2 ……届け。私の思い。

 ……届け。私の思い。


「花。彼女から手紙が来てるよ」花のお姉ちゃんの奥山咲がにやにやしながら花に言った。

「彼女じゃないよ。いつも言ってるでしょ?」

 二階から下りてきた寝起きの花は咲に言った。


「ほら、大切にしなよ。千夏ちゃんのこと」

 すれ違い様に咲は言う。

 それから花は咲から手紙を受け取った。宛先だけが書いている真っ白な手紙。後ろを見ると、いつものように桜のシールで止めてある手紙の下には『井上千夏』の名前があった。


 花は千夏の名前を見て、それからその手紙を上着のポケットの中に入れて、そのままキッチンに移動をした。


「お母さん。ご飯ある?」

「あるよ。そこに用意している。さっさと起きてこないから、もうみんな食べちゃったよ。花以外」

 寝癖のある髪をした花を見て、エプロン姿の花のお母さんはにっこりと笑ってそう言った。


 花は自分の椅子に座って、少し遅めのお昼ご飯を食べた。


 それから「ごちそうさま」を言って、洗い物を洗ったあとで、花は自分の部屋に戻って、そこで、さっき姉の咲から受け取った千夏の手紙を読み始めた。


 最初はいつものように、千夏と、千夏の周辺で起きた、つまり花のよく知っている同級生たちの、日々の出来事が書いているだけだと思っていたのだけど、その手紙には、千夏から花への恋の告白の言葉が書いてあった。


「え」

 その見慣れた丸文字で書かれている大好きです。の文字を見て、花はどきっとする。

 それから、……そんなこと、千夏。お前、全然言ってなかったじゃん。最後まで、僕に言ってくれなかったじゃないか。

 と、そんなことを思った。


 終業式の日も、引っ越しの当日の日も、千夏は笑顔で、「ばいばい、花」と言っているだけで、『大好きです』だなんて一言も言ってくれなかった。

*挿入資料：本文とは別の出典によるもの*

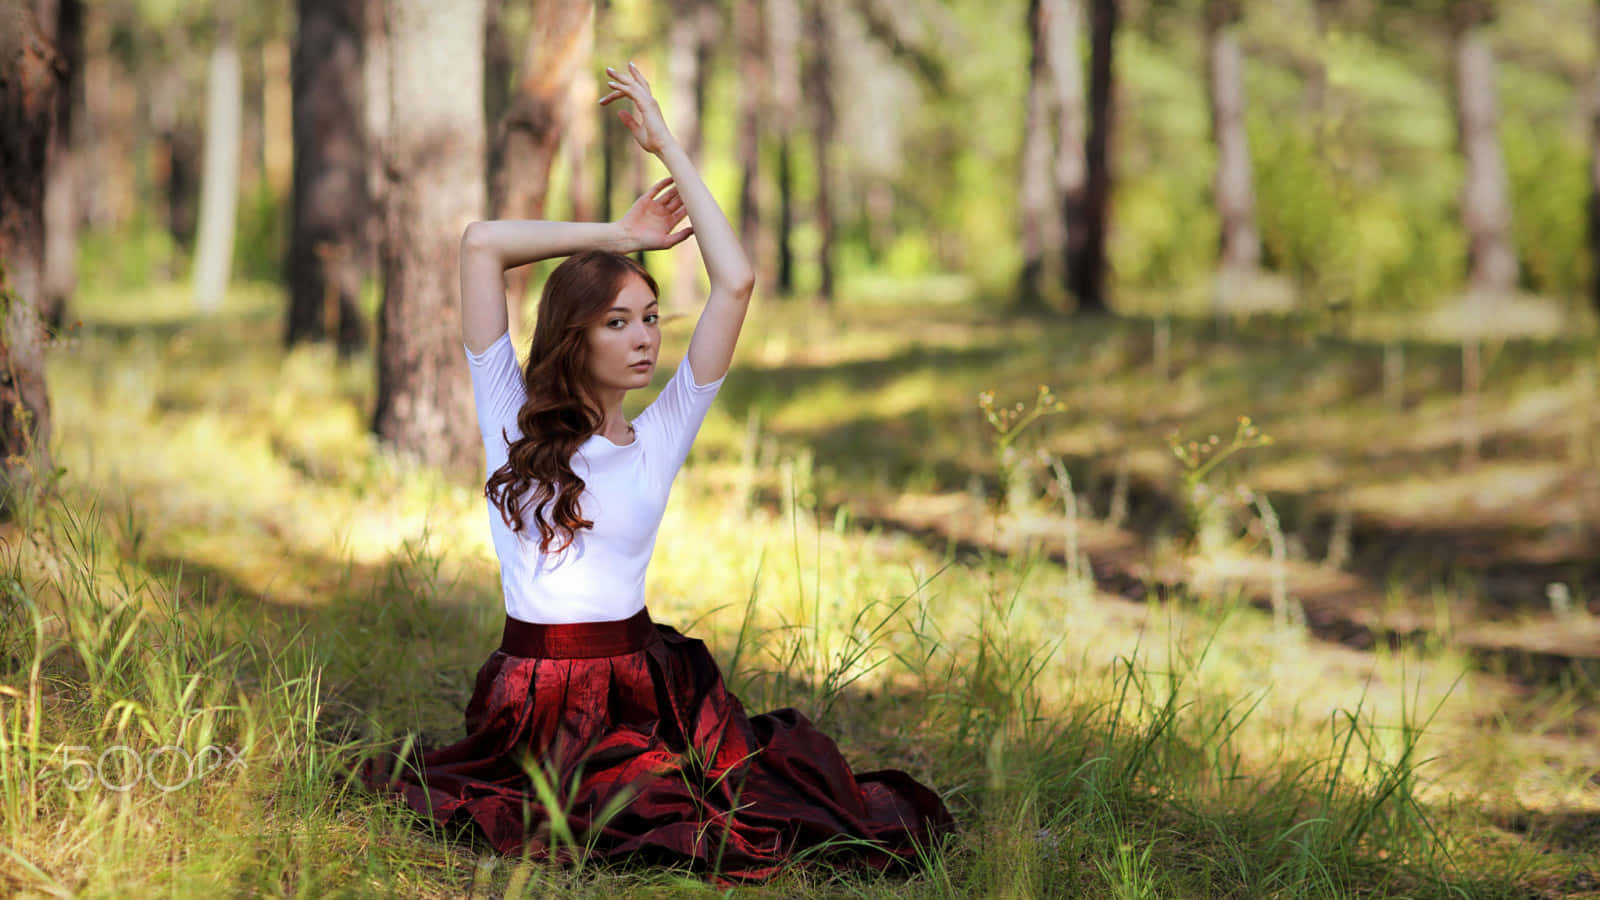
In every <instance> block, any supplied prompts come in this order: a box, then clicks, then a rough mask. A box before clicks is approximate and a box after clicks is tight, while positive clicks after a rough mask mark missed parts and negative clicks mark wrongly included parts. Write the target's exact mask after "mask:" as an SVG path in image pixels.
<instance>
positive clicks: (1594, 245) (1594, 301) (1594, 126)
mask: <svg viewBox="0 0 1600 900" xmlns="http://www.w3.org/2000/svg"><path fill="white" fill-rule="evenodd" d="M1592 14H1594V21H1592V22H1590V30H1592V32H1594V35H1595V43H1600V27H1597V26H1600V3H1597V5H1595V11H1594V13H1592ZM1589 259H1590V264H1592V266H1594V282H1592V285H1590V291H1592V293H1590V299H1592V301H1594V306H1595V312H1600V61H1597V62H1595V69H1594V75H1592V83H1590V86H1589Z"/></svg>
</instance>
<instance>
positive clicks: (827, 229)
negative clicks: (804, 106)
mask: <svg viewBox="0 0 1600 900" xmlns="http://www.w3.org/2000/svg"><path fill="white" fill-rule="evenodd" d="M805 27H806V37H808V42H806V43H808V50H810V53H808V54H806V66H805V74H803V75H802V78H803V82H805V93H806V98H805V99H806V102H808V106H810V107H811V115H810V117H808V119H810V122H811V155H813V167H814V170H816V199H814V211H813V219H814V221H816V231H818V248H816V263H818V269H819V277H818V288H816V299H818V303H822V304H832V303H834V195H832V186H830V183H832V179H834V167H832V163H830V162H829V152H830V151H832V147H834V131H835V123H837V115H835V110H834V61H832V43H834V35H832V27H830V26H829V11H827V0H808V3H806V26H805Z"/></svg>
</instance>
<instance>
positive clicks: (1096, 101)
mask: <svg viewBox="0 0 1600 900" xmlns="http://www.w3.org/2000/svg"><path fill="white" fill-rule="evenodd" d="M1118 6H1120V0H1090V135H1088V141H1086V147H1085V154H1083V155H1085V162H1086V163H1088V171H1086V175H1088V181H1086V186H1085V199H1083V221H1082V223H1074V224H1078V227H1080V229H1082V237H1083V240H1082V243H1075V245H1074V243H1072V242H1069V248H1067V253H1069V256H1067V277H1069V287H1070V290H1072V296H1075V298H1077V301H1078V312H1088V314H1104V312H1109V311H1110V307H1109V306H1107V303H1106V232H1107V229H1109V227H1110V133H1112V112H1114V110H1112V86H1114V85H1112V75H1114V72H1115V67H1114V59H1112V50H1114V48H1115V38H1117V19H1118V14H1120V10H1118ZM1070 234H1072V226H1070V224H1069V235H1070Z"/></svg>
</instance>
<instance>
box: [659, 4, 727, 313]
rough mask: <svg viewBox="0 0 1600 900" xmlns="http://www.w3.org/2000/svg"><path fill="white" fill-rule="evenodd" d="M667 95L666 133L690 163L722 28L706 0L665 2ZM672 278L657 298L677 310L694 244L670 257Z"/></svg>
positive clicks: (699, 151) (687, 292) (694, 287)
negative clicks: (666, 114)
mask: <svg viewBox="0 0 1600 900" xmlns="http://www.w3.org/2000/svg"><path fill="white" fill-rule="evenodd" d="M666 10H667V78H666V82H667V91H666V93H667V98H669V107H667V109H669V115H670V127H672V135H674V136H675V138H677V139H678V143H680V144H683V149H685V151H688V154H690V159H693V160H694V162H696V165H701V163H702V159H701V157H702V155H704V144H706V139H704V133H706V130H704V122H702V120H704V114H706V85H707V82H709V80H710V58H712V51H714V46H715V40H717V37H718V30H720V27H722V22H720V13H718V10H717V5H715V3H714V2H712V0H670V3H669V5H667V8H666ZM670 261H672V280H670V283H669V285H667V296H666V298H662V299H664V301H666V303H667V304H669V306H672V307H677V309H694V307H696V306H698V303H699V301H698V298H696V296H694V295H696V293H698V291H699V277H701V261H699V245H696V243H694V242H686V243H685V245H683V247H682V248H680V250H677V251H675V253H672V255H670Z"/></svg>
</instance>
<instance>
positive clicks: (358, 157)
mask: <svg viewBox="0 0 1600 900" xmlns="http://www.w3.org/2000/svg"><path fill="white" fill-rule="evenodd" d="M365 29H366V0H299V30H298V34H296V40H294V59H293V62H291V67H293V85H294V86H293V90H294V181H293V184H294V187H293V200H291V224H290V229H291V231H290V259H288V263H290V264H288V279H290V309H288V328H286V330H285V343H286V344H290V346H293V344H296V343H301V341H325V340H330V338H336V340H338V346H339V352H341V354H346V356H347V354H352V352H355V351H358V349H360V348H362V346H365V343H366V328H365V325H363V323H362V314H360V304H358V298H360V293H362V275H363V274H365V271H366V269H365V266H363V263H365V259H363V253H362V232H363V229H365V227H366V221H368V216H370V215H371V211H370V205H371V202H370V199H368V192H366V167H368V159H366V152H368V151H366V85H365V82H363V64H365V58H363V48H362V43H363V37H365Z"/></svg>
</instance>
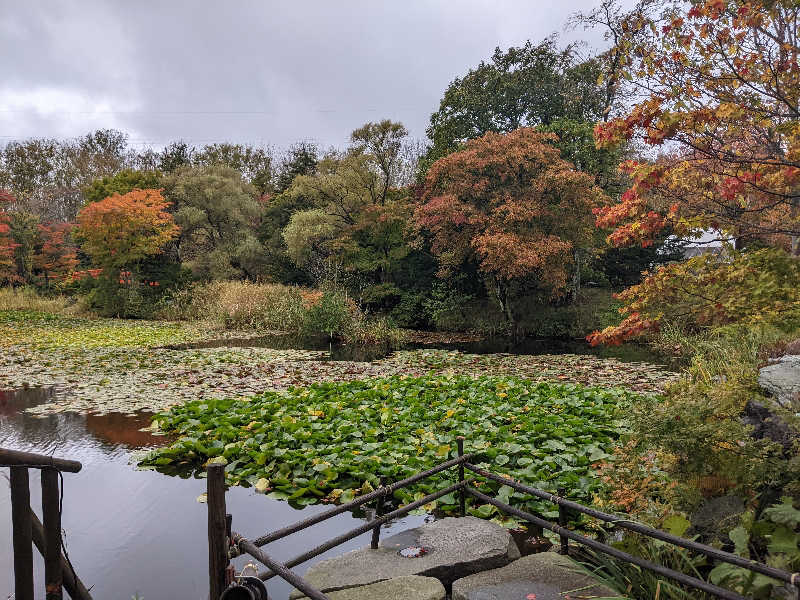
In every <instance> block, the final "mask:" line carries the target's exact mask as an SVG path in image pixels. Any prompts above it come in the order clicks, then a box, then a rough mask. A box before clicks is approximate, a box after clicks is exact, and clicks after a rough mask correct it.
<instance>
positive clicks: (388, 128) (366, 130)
mask: <svg viewBox="0 0 800 600" xmlns="http://www.w3.org/2000/svg"><path fill="white" fill-rule="evenodd" d="M406 137H408V130H407V129H406V128H405V126H404V125H403V124H402V123H395V122H392V121H390V120H389V119H384V120H382V121H379V122H378V123H366V124H365V125H363V126H362V127H359V128H358V129H356V130H355V131H353V133H351V134H350V142H351V144H352V146H351V152H353V153H354V154H357V155H361V156H366V157H367V159H368V161H369V164H370V166H371V167H372V169H373V170H374V171H375V172H376V175H378V177H379V178H380V181H379V183H378V193H377V198H376V200H377V202H378V203H380V204H383V203H384V202H386V195H387V194H388V193H389V189H390V188H391V187H393V186H395V185H396V184H397V180H398V176H399V174H400V172H401V169H402V165H401V161H402V158H403V156H402V154H401V151H402V149H403V142H404V140H405V138H406Z"/></svg>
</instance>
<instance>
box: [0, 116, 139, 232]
mask: <svg viewBox="0 0 800 600" xmlns="http://www.w3.org/2000/svg"><path fill="white" fill-rule="evenodd" d="M129 158H130V156H129V152H128V150H127V136H126V135H125V134H124V133H122V132H119V131H115V130H111V129H100V130H97V131H94V132H92V133H89V134H86V135H85V136H82V137H79V138H75V139H69V140H55V139H43V138H39V139H29V140H24V141H14V142H10V143H8V144H6V145H5V146H4V147H3V149H2V151H0V187H2V188H6V189H8V190H9V191H10V192H11V193H13V194H14V197H15V201H14V207H13V208H14V210H15V211H16V210H23V211H25V212H28V213H31V214H34V215H36V216H38V217H39V218H40V219H41V220H42V221H43V222H56V221H59V222H68V221H73V220H74V219H75V215H76V214H77V212H78V210H80V208H81V206H82V205H83V204H84V198H83V194H82V189H83V188H84V187H85V186H87V185H89V184H90V183H91V182H92V181H93V180H95V179H97V178H102V177H105V176H110V175H113V174H114V173H116V172H117V171H119V170H120V169H123V168H125V166H126V165H127V162H128V160H129Z"/></svg>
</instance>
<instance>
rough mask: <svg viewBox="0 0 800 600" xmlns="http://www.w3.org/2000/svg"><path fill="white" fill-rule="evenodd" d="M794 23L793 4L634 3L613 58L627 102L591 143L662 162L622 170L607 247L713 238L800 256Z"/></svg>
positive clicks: (796, 85)
mask: <svg viewBox="0 0 800 600" xmlns="http://www.w3.org/2000/svg"><path fill="white" fill-rule="evenodd" d="M799 17H800V6H798V4H797V2H794V1H793V0H769V1H767V0H753V1H745V0H707V1H699V0H693V1H689V0H681V1H677V2H673V3H669V4H667V5H666V7H664V6H663V5H661V4H657V3H654V2H642V3H640V5H639V6H638V7H637V9H636V10H634V11H633V12H632V13H630V14H629V15H627V17H626V18H625V19H624V20H623V21H622V25H623V26H622V27H621V28H620V32H621V35H619V36H618V39H617V44H616V47H615V52H613V53H612V55H614V56H616V57H618V60H619V62H620V64H621V73H622V75H623V76H624V77H626V78H627V79H629V80H630V81H631V85H632V86H633V87H634V89H635V91H636V94H635V95H633V96H632V97H634V98H635V102H634V103H633V105H632V106H631V109H630V110H629V111H628V113H627V114H625V115H623V116H620V117H618V118H614V119H611V120H609V121H608V122H606V123H600V124H598V126H597V128H596V131H595V136H596V139H597V143H598V145H599V146H601V147H613V146H615V145H618V144H620V143H624V142H627V141H628V140H637V141H640V142H641V143H643V144H645V145H647V146H650V147H652V148H654V149H656V150H659V149H660V150H662V154H661V156H660V157H659V158H658V160H654V161H639V162H635V161H630V162H627V163H625V164H624V165H623V166H622V168H623V169H624V171H625V172H626V173H627V174H628V175H629V176H630V178H631V181H632V185H631V186H630V188H629V189H628V190H627V191H626V192H625V194H624V195H623V196H622V198H621V200H620V202H619V203H618V204H615V205H613V206H609V207H606V208H604V209H602V210H601V211H600V212H599V215H598V224H599V225H600V226H602V227H606V228H610V229H612V232H611V234H610V236H609V241H611V242H612V243H613V244H615V245H625V244H632V243H639V244H644V245H647V244H649V243H650V242H651V241H652V239H653V237H654V236H655V235H658V233H659V232H660V231H662V230H663V229H664V228H665V227H671V228H672V230H673V231H674V232H675V233H677V234H678V235H682V236H692V235H697V234H698V233H699V232H701V231H707V230H714V231H718V232H719V233H720V235H721V237H723V238H726V239H732V240H734V241H735V244H736V246H737V247H739V248H741V247H743V246H744V245H746V244H747V243H748V242H750V241H753V240H762V241H765V242H767V243H769V244H774V245H785V246H786V247H787V248H789V249H791V252H792V253H793V254H794V255H795V256H798V255H800V120H799V119H798V117H800V110H799V109H798V105H799V102H800V67H799V66H798V50H800V48H798V29H797V27H798V18H799Z"/></svg>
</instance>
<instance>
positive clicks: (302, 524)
mask: <svg viewBox="0 0 800 600" xmlns="http://www.w3.org/2000/svg"><path fill="white" fill-rule="evenodd" d="M474 457H475V455H474V454H465V455H464V456H459V457H457V458H453V459H451V460H448V461H446V462H443V463H442V464H440V465H437V466H435V467H433V468H432V469H428V470H427V471H422V472H420V473H417V474H416V475H412V476H411V477H406V478H405V479H401V480H400V481H397V482H395V483H392V484H390V485H387V486H383V487H380V488H378V489H377V490H375V491H373V492H370V493H368V494H364V495H363V496H359V497H358V498H355V499H354V500H352V501H350V502H347V503H346V504H340V505H338V506H335V507H333V508H331V509H329V510H326V511H323V512H321V513H318V514H316V515H314V516H313V517H309V518H308V519H303V520H302V521H298V522H297V523H294V524H292V525H287V526H286V527H282V528H281V529H277V530H275V531H273V532H271V533H266V534H264V535H262V536H260V537H257V538H255V539H254V540H253V543H254V544H255V545H256V546H259V547H261V546H266V545H267V544H269V543H271V542H274V541H276V540H279V539H281V538H284V537H286V536H287V535H291V534H293V533H297V532H298V531H300V530H302V529H305V528H306V527H311V526H312V525H316V524H317V523H321V522H322V521H325V520H327V519H330V518H331V517H335V516H336V515H339V514H342V513H345V512H349V511H351V510H353V509H354V508H357V507H359V506H361V505H362V504H366V503H368V502H372V501H373V500H377V499H378V498H380V497H381V496H383V497H387V496H390V495H391V494H393V493H394V492H395V491H397V490H399V489H401V488H404V487H406V486H409V485H411V484H412V483H416V482H417V481H421V480H422V479H427V478H428V477H430V476H431V475H436V474H437V473H440V472H442V471H446V470H447V469H449V468H451V467H454V466H456V465H459V464H463V463H465V462H467V461H468V460H470V459H472V458H474ZM231 550H232V552H231V553H230V556H231V558H235V557H236V556H239V553H238V550H237V549H236V548H232V549H231Z"/></svg>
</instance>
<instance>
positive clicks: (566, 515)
mask: <svg viewBox="0 0 800 600" xmlns="http://www.w3.org/2000/svg"><path fill="white" fill-rule="evenodd" d="M566 493H567V490H565V489H564V488H558V495H559V497H561V498H563V497H564V494H566ZM558 524H559V525H560V526H561V527H564V528H566V527H567V509H566V508H564V506H563V505H561V504H559V505H558ZM560 538H561V549H560V550H559V552H558V553H559V554H569V538H568V537H566V536H563V535H562V536H560Z"/></svg>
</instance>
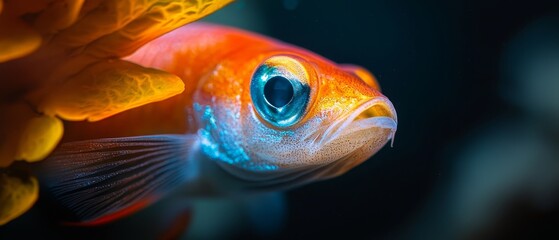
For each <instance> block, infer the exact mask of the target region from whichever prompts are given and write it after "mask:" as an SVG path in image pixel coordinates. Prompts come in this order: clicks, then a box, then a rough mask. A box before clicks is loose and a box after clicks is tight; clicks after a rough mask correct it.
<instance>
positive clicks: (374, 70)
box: [231, 0, 559, 239]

 花はその千夏の恋の手紙を見て、最初は戸惑い、やがて、嬉しさのようなものを感じて、……そして最後にはちょっと怒りにも似たような感情を感じた。


 花は、ずっと千夏のことが好きだった。


 だから、本当はずっと千夏と同じ街で暮らして、同じ高校に通って、できれば同じ大学に進学したいと思っていた。


 千夏は、僕のことが好きではないのだと思っていた。友達として、あるいは、近所に住んでいる者同士としては、仲が良い関係ではあったと思うけど、恋人としては、好きじゃないとずっと思っていた。


 今、手紙に書くくらいなら、なんであのとき、僕が引っ越しをする前に言ってくれなかったんだよ、千夏。


 そんなことを花は思った。


 それから花はしばらくの間、自分の机の上で、両手を枕にして突っ伏して、いろんなことを考えた。


 それからだいたい一時間後くらいに、花は引き出しを開けて、千夏に向けて、手紙の返事を書き始めた。


 千夏の恋の手紙に対する、返事を書き始めたのだった。